Ipilimumab
Mechanism :
Ipilimumab is a recombinant human IgG1 immunoglobulin monoclonal antibody that binds to the cytotoxic T-lymphocyte associated antigen 4 (CTLA-4). CTLA-4 is a down-regulator of T-cell activation pathways.
Indication :
- Metastatic colorectal cancer
- Unresectable or metastatic melanoma
- Advanced renal cell carcinoma
Contraindications :
Hypersensitivity to ipilimumab or any component of the formulation; active life-threatening autoimmune disease, or with organ transplantation graft where further immune activation is potentially imminently life-threatening.
Dosing :
Use in children ≥12 years of age and adolescents.

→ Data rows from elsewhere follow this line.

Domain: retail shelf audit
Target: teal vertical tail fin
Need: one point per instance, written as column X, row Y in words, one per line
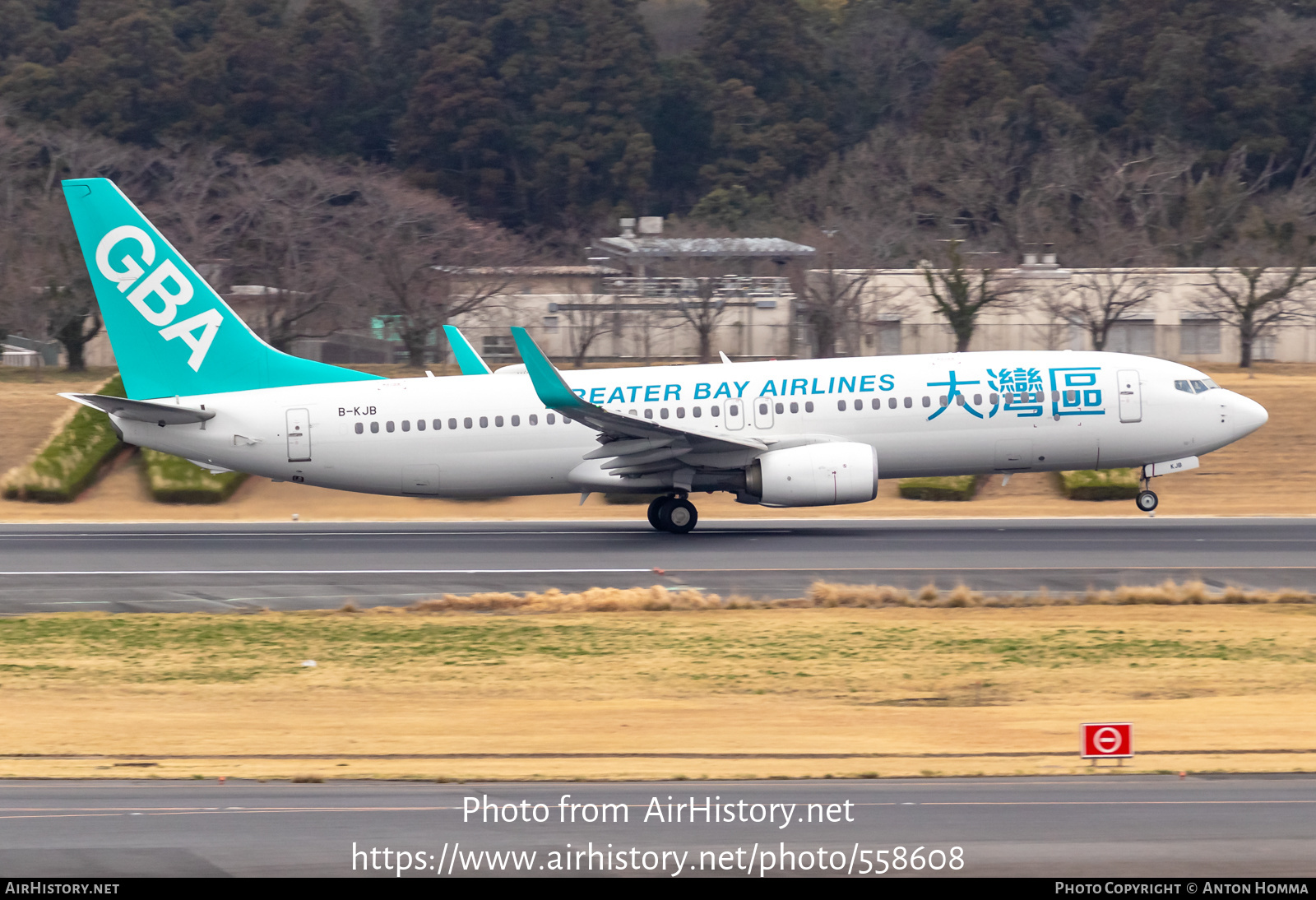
column 171, row 333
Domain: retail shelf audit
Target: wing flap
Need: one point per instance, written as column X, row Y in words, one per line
column 556, row 394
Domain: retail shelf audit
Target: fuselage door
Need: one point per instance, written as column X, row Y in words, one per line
column 1013, row 456
column 299, row 436
column 1131, row 397
column 734, row 419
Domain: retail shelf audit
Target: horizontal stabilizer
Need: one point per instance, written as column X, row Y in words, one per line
column 142, row 411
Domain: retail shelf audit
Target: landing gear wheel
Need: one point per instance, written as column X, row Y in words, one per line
column 655, row 507
column 678, row 516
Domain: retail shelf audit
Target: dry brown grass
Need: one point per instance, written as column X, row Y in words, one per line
column 895, row 680
column 828, row 596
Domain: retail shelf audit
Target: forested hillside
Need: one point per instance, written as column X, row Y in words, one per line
column 1120, row 129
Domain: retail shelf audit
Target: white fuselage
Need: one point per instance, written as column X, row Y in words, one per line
column 491, row 436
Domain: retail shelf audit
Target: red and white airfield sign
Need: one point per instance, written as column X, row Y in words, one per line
column 1107, row 740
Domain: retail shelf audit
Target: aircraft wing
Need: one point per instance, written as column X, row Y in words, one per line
column 467, row 360
column 142, row 411
column 632, row 445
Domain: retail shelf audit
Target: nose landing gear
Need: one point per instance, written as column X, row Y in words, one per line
column 673, row 513
column 1147, row 499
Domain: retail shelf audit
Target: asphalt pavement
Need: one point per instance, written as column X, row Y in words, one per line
column 1098, row 825
column 302, row 566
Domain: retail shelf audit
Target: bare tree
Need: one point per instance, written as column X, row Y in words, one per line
column 1098, row 300
column 702, row 307
column 590, row 316
column 961, row 294
column 1254, row 302
column 289, row 230
column 424, row 262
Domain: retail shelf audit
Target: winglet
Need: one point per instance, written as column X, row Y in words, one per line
column 467, row 360
column 548, row 382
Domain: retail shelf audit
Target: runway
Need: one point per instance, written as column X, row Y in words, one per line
column 1201, row 827
column 300, row 566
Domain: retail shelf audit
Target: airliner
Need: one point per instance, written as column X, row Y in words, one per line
column 201, row 384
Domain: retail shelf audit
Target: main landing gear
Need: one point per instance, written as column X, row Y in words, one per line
column 673, row 513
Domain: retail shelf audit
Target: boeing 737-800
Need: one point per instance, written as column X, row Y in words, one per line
column 793, row 434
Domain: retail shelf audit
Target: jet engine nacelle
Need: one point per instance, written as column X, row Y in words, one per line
column 815, row 476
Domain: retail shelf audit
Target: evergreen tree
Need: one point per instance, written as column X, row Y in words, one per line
column 331, row 52
column 531, row 111
column 770, row 107
column 120, row 74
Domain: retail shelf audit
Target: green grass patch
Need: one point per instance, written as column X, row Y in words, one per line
column 72, row 459
column 776, row 650
column 947, row 487
column 1101, row 485
column 173, row 479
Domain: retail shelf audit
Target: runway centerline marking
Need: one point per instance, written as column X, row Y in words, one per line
column 632, row 571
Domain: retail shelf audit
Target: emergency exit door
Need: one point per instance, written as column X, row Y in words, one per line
column 299, row 436
column 1131, row 397
column 734, row 419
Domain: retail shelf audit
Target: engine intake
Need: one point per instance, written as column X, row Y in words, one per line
column 815, row 476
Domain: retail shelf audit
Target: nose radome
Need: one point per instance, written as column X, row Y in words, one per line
column 1247, row 414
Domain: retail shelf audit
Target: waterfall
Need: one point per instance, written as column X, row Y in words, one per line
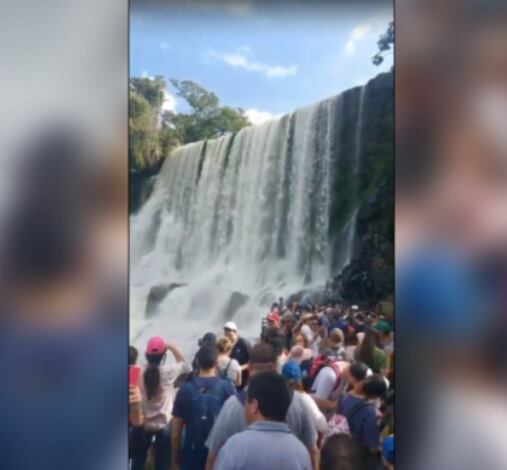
column 246, row 214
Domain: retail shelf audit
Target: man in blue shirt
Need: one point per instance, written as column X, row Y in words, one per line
column 268, row 441
column 197, row 404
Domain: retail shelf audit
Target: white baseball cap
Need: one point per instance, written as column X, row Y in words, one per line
column 230, row 325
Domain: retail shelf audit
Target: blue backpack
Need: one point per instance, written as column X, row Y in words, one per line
column 206, row 403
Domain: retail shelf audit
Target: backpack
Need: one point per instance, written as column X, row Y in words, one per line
column 317, row 365
column 205, row 406
column 339, row 423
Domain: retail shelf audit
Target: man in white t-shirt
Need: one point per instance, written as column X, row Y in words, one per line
column 308, row 330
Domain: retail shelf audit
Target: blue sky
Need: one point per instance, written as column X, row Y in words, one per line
column 267, row 60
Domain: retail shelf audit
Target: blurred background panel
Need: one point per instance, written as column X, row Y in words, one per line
column 63, row 234
column 451, row 233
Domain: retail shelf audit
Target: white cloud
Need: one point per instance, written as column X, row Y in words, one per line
column 258, row 117
column 358, row 33
column 169, row 103
column 238, row 60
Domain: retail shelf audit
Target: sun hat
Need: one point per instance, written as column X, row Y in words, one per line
column 208, row 338
column 300, row 354
column 273, row 316
column 156, row 345
column 335, row 338
column 291, row 371
column 230, row 325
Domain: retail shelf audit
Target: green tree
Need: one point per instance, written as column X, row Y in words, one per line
column 142, row 131
column 207, row 119
column 152, row 89
column 204, row 103
column 385, row 44
column 155, row 133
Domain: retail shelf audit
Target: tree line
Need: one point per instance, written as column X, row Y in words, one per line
column 154, row 132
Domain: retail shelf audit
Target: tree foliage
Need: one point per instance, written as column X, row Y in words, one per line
column 385, row 44
column 154, row 133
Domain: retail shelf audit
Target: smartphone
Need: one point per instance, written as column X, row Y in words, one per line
column 134, row 372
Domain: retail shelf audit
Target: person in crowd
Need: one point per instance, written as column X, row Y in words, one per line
column 240, row 350
column 134, row 370
column 355, row 374
column 277, row 341
column 157, row 389
column 231, row 419
column 273, row 319
column 268, row 442
column 328, row 382
column 196, row 407
column 369, row 353
column 386, row 336
column 136, row 420
column 228, row 368
column 292, row 373
column 388, row 452
column 133, row 354
column 342, row 452
column 208, row 339
column 288, row 322
column 304, row 359
column 361, row 414
column 350, row 343
column 310, row 330
column 335, row 342
column 300, row 340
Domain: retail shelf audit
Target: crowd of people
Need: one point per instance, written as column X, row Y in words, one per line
column 315, row 391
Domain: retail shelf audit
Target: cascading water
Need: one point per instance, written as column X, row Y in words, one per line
column 245, row 216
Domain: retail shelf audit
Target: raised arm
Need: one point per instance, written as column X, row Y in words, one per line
column 176, row 433
column 175, row 352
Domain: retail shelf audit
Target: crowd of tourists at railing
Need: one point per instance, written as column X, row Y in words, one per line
column 314, row 391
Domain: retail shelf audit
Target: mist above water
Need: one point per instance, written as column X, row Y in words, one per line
column 247, row 213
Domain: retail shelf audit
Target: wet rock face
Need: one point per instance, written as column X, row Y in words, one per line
column 157, row 294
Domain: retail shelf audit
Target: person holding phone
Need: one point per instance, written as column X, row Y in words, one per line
column 158, row 393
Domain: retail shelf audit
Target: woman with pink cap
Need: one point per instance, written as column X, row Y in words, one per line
column 158, row 394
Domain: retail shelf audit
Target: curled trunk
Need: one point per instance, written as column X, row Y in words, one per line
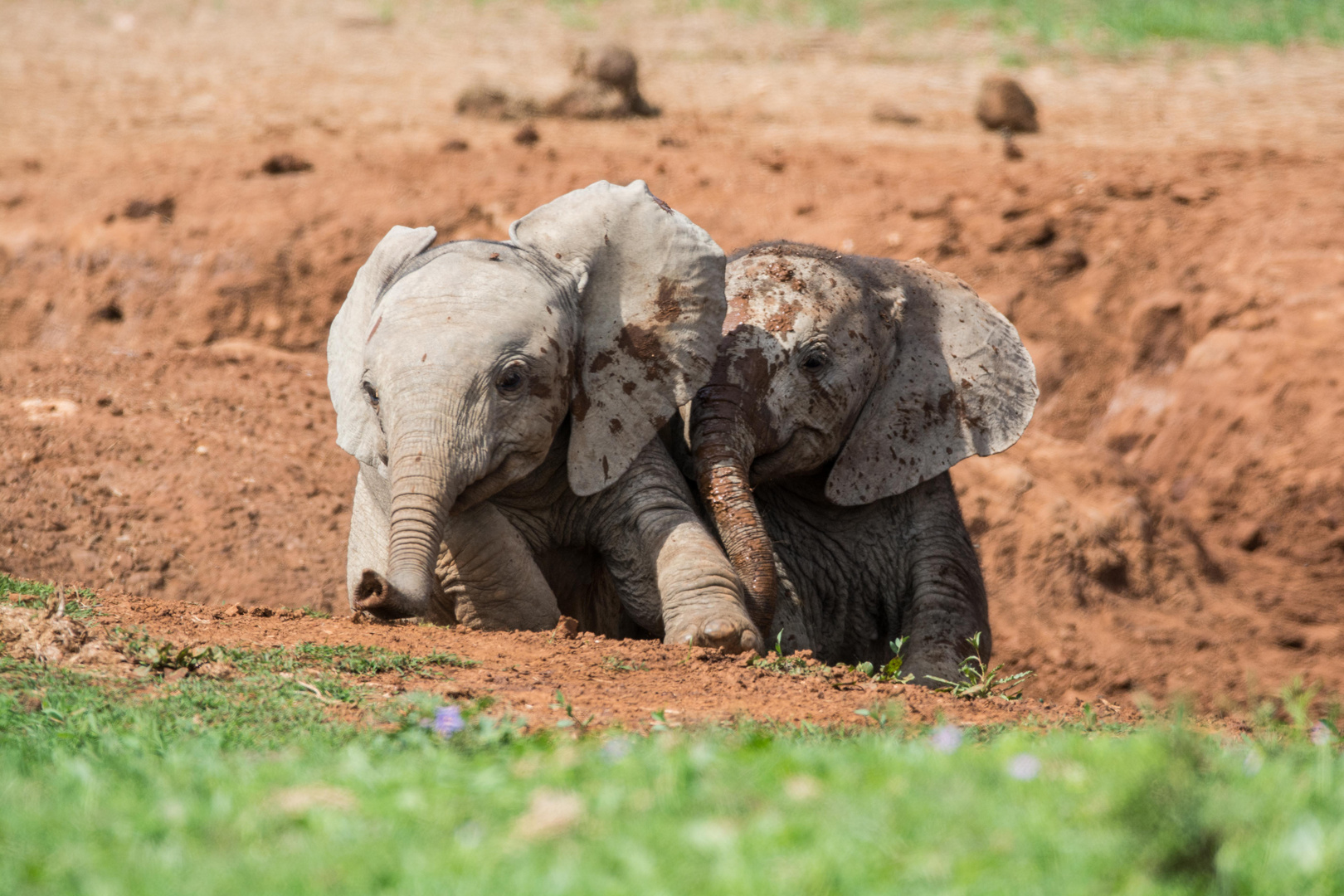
column 422, row 492
column 723, row 451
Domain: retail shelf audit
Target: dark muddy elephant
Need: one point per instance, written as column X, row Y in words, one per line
column 843, row 391
column 503, row 399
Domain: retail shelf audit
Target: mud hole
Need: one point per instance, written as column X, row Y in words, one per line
column 1171, row 524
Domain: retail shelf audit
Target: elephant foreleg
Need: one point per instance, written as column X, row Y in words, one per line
column 671, row 574
column 947, row 594
column 489, row 577
column 368, row 529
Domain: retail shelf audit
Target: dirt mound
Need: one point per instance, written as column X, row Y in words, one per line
column 1003, row 105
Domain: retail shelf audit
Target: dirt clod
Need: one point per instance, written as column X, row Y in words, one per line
column 485, row 101
column 567, row 627
column 285, row 164
column 890, row 113
column 1004, row 104
column 139, row 208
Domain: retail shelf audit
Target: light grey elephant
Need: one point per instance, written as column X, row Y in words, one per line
column 843, row 391
column 503, row 401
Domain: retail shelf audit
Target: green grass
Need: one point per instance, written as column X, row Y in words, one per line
column 203, row 786
column 1086, row 23
column 293, row 777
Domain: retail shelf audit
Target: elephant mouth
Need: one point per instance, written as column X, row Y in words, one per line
column 778, row 462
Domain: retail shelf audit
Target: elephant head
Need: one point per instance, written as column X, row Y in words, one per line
column 877, row 373
column 453, row 368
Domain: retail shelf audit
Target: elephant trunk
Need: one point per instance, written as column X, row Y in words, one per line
column 424, row 490
column 723, row 450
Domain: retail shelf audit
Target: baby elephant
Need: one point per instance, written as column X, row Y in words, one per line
column 502, row 401
column 845, row 390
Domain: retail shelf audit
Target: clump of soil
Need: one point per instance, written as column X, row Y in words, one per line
column 606, row 85
column 285, row 164
column 1004, row 104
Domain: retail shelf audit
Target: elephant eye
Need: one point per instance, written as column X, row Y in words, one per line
column 511, row 381
column 813, row 362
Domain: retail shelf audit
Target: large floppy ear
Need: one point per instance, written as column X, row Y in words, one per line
column 650, row 299
column 960, row 382
column 357, row 427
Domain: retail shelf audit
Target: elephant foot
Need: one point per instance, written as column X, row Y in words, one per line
column 379, row 599
column 728, row 629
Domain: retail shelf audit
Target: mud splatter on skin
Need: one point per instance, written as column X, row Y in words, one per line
column 665, row 303
column 644, row 345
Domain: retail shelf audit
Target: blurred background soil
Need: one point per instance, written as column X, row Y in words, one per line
column 1171, row 249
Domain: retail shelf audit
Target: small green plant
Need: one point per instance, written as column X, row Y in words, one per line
column 891, row 672
column 617, row 664
column 981, row 681
column 80, row 602
column 562, row 703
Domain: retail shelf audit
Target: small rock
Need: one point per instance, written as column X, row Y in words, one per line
column 1004, row 104
column 1068, row 258
column 890, row 113
column 285, row 164
column 1191, row 193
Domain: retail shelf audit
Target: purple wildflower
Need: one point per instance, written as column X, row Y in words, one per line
column 448, row 722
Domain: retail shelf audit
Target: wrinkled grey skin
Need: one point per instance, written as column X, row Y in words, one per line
column 503, row 402
column 843, row 391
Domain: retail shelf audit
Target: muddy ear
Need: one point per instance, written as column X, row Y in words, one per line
column 960, row 383
column 650, row 301
column 357, row 426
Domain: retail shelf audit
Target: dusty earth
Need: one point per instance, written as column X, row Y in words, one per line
column 1171, row 249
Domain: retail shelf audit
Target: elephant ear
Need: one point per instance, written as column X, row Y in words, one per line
column 357, row 425
column 650, row 301
column 960, row 383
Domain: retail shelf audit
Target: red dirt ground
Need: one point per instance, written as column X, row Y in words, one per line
column 1171, row 524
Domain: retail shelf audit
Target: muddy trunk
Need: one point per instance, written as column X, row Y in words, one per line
column 723, row 451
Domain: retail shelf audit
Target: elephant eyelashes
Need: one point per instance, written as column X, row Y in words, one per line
column 815, row 362
column 511, row 381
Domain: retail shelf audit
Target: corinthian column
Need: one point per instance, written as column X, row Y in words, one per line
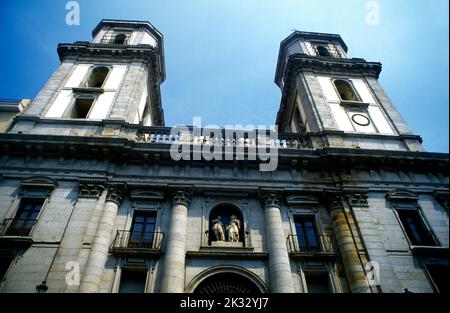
column 175, row 254
column 347, row 247
column 280, row 269
column 98, row 255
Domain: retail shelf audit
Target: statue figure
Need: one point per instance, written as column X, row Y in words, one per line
column 233, row 229
column 218, row 229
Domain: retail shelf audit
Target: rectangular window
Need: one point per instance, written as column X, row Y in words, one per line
column 25, row 217
column 318, row 282
column 132, row 281
column 415, row 228
column 81, row 108
column 306, row 233
column 142, row 230
column 439, row 275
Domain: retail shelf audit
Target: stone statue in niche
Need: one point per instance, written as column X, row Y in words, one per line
column 218, row 229
column 233, row 229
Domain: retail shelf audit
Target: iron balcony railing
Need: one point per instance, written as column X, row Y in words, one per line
column 311, row 245
column 236, row 138
column 17, row 227
column 126, row 239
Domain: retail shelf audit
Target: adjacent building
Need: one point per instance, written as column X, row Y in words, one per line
column 92, row 200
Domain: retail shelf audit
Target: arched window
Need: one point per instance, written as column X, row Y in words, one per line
column 226, row 224
column 323, row 51
column 345, row 90
column 120, row 38
column 97, row 77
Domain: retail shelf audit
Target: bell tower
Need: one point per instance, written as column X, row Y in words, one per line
column 112, row 80
column 335, row 99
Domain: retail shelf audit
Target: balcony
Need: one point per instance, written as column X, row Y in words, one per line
column 232, row 138
column 16, row 231
column 319, row 247
column 128, row 243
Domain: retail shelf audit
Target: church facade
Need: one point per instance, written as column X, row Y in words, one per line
column 93, row 200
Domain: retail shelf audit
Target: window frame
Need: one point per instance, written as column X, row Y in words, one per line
column 317, row 232
column 353, row 89
column 324, row 271
column 428, row 274
column 141, row 212
column 89, row 74
column 72, row 103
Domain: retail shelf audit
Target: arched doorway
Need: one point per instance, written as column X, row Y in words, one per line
column 226, row 283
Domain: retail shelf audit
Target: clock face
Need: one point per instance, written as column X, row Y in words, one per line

Metastatic colorectal cancer:
1 mg/kg IV once every 3 weeks (in combination with
nivolumab) for up to 4 combination doses.
Unresectable or metastatic melanoma:
3 mg/kg IV every 3 weeks for a maximum of 4 doses; doses may be delayed due to toxicity, but all doses must be administered within 16 weeks of the initial dose.
Adverse Effect :
Fatigue, headache, skin rash, pruritus, Stevens-Johnson syndrome, toxic epidermal necrolysis, dermal ulceration, necrotic, bullous or hemorrhagic dermatitis, weight loss, diarrhea, nausea, increased serum lipase and amylase, vomiting, colitis, abdominal pain, anemia, increased serum AST,ALT, alkaline phosphatase, cough, dyspnea, fever, pituitary insufficiency.
Interaction :
Vemurafenib: Ipilimumab may enhance the hepatotoxic effect of Vemurafenib.
Discontinue breastfeeding during treatment and for 3 months following the final dose.
Hepatic Dose :
Baseline Hepatic Impairment
Mild hepatic impairment: No dosage adjustment is required.
Moderate to severe hepatic impairment: Specific guidelines for dosage adjustment are not available.
Impairment during treatment:
AST or ALT >2.5 to =5 upper limit of normal (ULN) or bilirubin >1.5 to =3 ULN: Temporarily withhold treatment. If hepatotoxicity resolves to grade 0 or 1 in less than 6 weeks and the patient is receiving less than prednisone 7.5 mg/day (or equivalent), resume therapy. If the hepatotoxicity lasts longer than 6 weeks or if the dose of corticosteroid cannot be reduced to the equivalent of prednisone 7.5 mg/day, permanently discontinue therapy.
ALT or AST >5 times ULN, or total bilirubin >3 times ULN: Permanently discontinue; also administer systemic corticosteroids (prednisone 1 to 2 mg/kg/day or equivalent). May begin tapering corticosteroid (over 1 month) when LFTs show sustained improvement or return to baseline.